Diabetes und Auge
Die diabetische Retinopathie ist eine der wichtigsten und häufigsten Erblindungsursachen im erwerbsfähigen Alter in den Industrienationen und die vielleicht gefürchteste Komplikation für Patienten, die an Diabetes leiden. Es ist es aber dank neuester diabetologischer und augenheilkundlicher Innovationen heute möglich Augen zu retten, die noch in jüngerer Vergangenheit als irreversibel geschädigt angesehen worden wären.
Regelmäßige Kontrollen des Augenhintergrundes mit erweiterter Pupille durch den Augenarzt sind deshalb besonders wichtig, da besonders die Anfangsstadien der Veränderungen symptomarm/-frei für den Patienten sein können.
Je länger ein Diabetes besteht, desto größer ist das Risiko, eine Retinopathie zu entwickeln. Die beste Vorbeugung ist eine gute Blutzuckereinstellung mit einem HbA1c-Wert unter 7%, eine optimale Stoffwechselregulation sowie ein gut eingestellter Bluthochdruck.

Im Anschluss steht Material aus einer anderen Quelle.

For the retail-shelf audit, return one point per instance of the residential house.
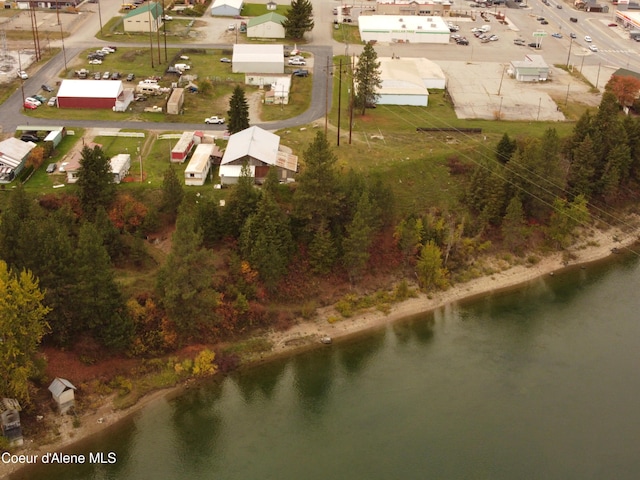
(13, 156)
(260, 150)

Man unterscheidet verschiedene Schweregrade der diabetischen Retinopathie:
Die nichtproliferative Retinopathie
Die nichtproliferative Form ist das früher auftretende Stadium, die jedoch in eine proliferative Form übergehen kann. Das erste Krankheitszeichen sind kleine, rötliche Punkte auf der Netzhaut, die so genannten Mikroaneurysmen. Aus den geschädigten Gefäßwänden kann es zum Austritt von Blut in die Netzhaut kommen, ausserdem können sich auf der Netzhaut Fettablagerungen bilden ("harte Exsudate").

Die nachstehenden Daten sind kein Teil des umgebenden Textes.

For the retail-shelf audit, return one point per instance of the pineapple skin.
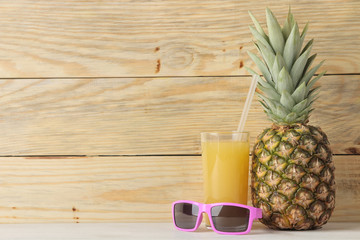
(292, 177)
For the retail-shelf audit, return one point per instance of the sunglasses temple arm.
(258, 213)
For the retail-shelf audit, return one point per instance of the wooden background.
(102, 102)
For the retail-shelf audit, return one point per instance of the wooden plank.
(151, 116)
(167, 38)
(141, 231)
(125, 189)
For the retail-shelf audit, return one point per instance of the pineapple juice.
(225, 171)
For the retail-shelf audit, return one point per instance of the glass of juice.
(225, 158)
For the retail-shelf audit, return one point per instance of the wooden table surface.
(133, 231)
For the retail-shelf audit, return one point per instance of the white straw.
(247, 103)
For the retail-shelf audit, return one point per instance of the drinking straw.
(248, 101)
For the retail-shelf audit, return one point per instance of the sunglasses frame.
(255, 213)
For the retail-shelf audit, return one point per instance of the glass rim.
(225, 133)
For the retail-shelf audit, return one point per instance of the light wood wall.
(102, 102)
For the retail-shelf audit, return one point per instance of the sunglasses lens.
(185, 215)
(230, 218)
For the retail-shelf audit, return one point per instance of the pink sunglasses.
(225, 218)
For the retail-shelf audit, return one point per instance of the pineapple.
(292, 176)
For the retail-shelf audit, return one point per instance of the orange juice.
(225, 170)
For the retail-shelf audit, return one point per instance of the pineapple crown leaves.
(287, 88)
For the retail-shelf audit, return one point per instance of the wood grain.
(124, 189)
(151, 115)
(163, 38)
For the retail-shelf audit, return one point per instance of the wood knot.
(177, 55)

Das diabetische Makulaödem
Bei einigen Patienten kommt es zum Austritt von Flüssigkeit im Bereich der Stelle des schärfsten Sehens, der Makula. Man spricht von einem Makulaödem, das zu drastischen Seheinbußen führen kann. Hier können heute wiederholte Medikamenteneinspritzungen in den Glaskörperraum des Auges eine erfolgversprechende Behandlungsoption darstellen. Dabei werden Medikamente, wie Kortisonabkömmlinge oder Hemmstoffe bestimmter Wachstumsfaktoren (VEGF-Inhibitoren) verwendet. Die Injektionen erfolgen ambulant unter lokaler Tropfbetäubung des Auges in einem sterilen Eingriffsraum. Mehrfache Wiederholungen des Eingriffes in zunächst 4-6 wöchigen Abstand sind in der Regel für eine Abschwellung des Ödems erforderlich und regelmäßige Kontrolluntersuchungen sind daher Behandlungsvoraussetzung. Auch eine Kombination aus zentraler Laserbehandlung und Medikamenteneingabe in das Auge kann zur Stabilisierung sinnvoll sein.
Die proliferative Retinopathie
Die Minderdurchblutung (Ischämie) der Netzhaut durch die nichtproliferative Retinopathie löst oft einen höchst unerwünschten "Reparaturmechanismus" des Auges aus. Neue, aber für die Versorgung der Netzhaut keineswegs hilfreiche Blutgefäße beginnen sich zu bilden, was man als Gefäßproliferation bezeichnet. Dieses fortgeschrittenere, gefährlichere Stadium, die proliferative Retinopathie, ist durch das Auftreten dieser abnormal neugebildeten Blutgefäße charakterisiert. Die Gefäßneubildungen (Neovaskularisationen) an sich neigen häufig zu Blutungen. Eine zugbedingte Netzhautablösung kann dann das Endstadium der diabetischen Augenveränderungen darstellen.
Bei Vorliegen einer fortschreitenden proliferativen diabetischen Retinopathie ist es notwendig, dass große Areale der Netzhaut ausgiebig gelasert werden (= panretinale Laserkoagulation). Die Prozedur ist in der Regel nicht schmerzhaft. Die Behandlung findet ambulant statt, der Patient kann anschließend nach Hause gehen oder fahren - letzteres wegen der erweiterten Pupille nur mit öffentlichen Verkehrsmitteln.
Schwere proliferative Veränderungen können durch die moderne Glaskörperchirurgie (= Vitrektomie) angegangen werden.
Durch regelmässige augenärztliche Kontrollen sowie eine engmaschige Zusammenarbeit zwischen behandelnden Diabetologen und Augenärzten, ist es heute möglich vielen Menschen, die an Diabetes leiden, lange eine gute Sehschärfe zu erhalten.